Despite being treated at Sheffield Infirmary, he died a week later. Following an inquest, his body was taken by rail to Brompton Cemetery in London where it lay until 1999, when it was repatriated by members of the Sioux Nation to the Lakota Cemetery.

A 1902 portrait of Buffalo Bill Cody

A 1902 portrait of Buffalo Bill Cody

In 1902, Cody returned for his final and most extensive British tour and between 1902 and 1903, presenting more than 100 performances of his exhibition, and in 1904, travelled over 4,000 miles by train, making more than 130 appearances.  

A lasting testament of the success of this form of entertainment could be found on the British fairgrounds after his final visit. Wild West shows were incorporated into circus and menagerie shows and British performers perfected their sharp shooting western acts.

One of the most successful was William Benjamin Shufflebottom, a showman from Lancashire, who became known as Texas Bill. Texas Bill and his wife raised 10 children to continue the family tradition.

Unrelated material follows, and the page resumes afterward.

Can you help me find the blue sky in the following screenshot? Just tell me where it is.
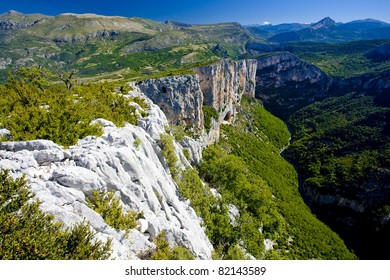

Three of his sons, Richard, Wally and William, continued to travel in Wild West shows, which were a popular attraction on the travelling fairs appearing as the Colorado’s, Texans, the Texas Jacks and the Dakotas well until the 1960s.

Perhaps the most successful British-born ‘cowboy’ was Ralf Norman, son of Tom Norman, the Silver Dollar King, who appeared on live shows, television and rodeos in America as Hal Denver from the 1930s to the 1950s.

During his long and successful career as a Wild West performer, he held the world record for spinning the largest lariat, appeared alongside Elvis Presley and Gene Autry on the Ed Sullivan Show and worked with the Ringling Bros and Barnum & Bailey’s Circus.

British-born cowboy performer Hal Denver, pictured in the 1930s

British-born cowboy performer Hal Denver, pictured in the 1930s

Buffalo Bill was without doubt one of the greatest and most influential showmen in the history of popular entertainment and arguably the most recognisable American of the time.

The Wild West was a living ethnographic extravaganza combing the educational and exotic with the spectacle of the circus and theatre.

His visits to the UK informed and shaped how the American West was to be perceived and in the words of a local reviewer: “Buffalo Bill has come, we have seen and he has conquered”.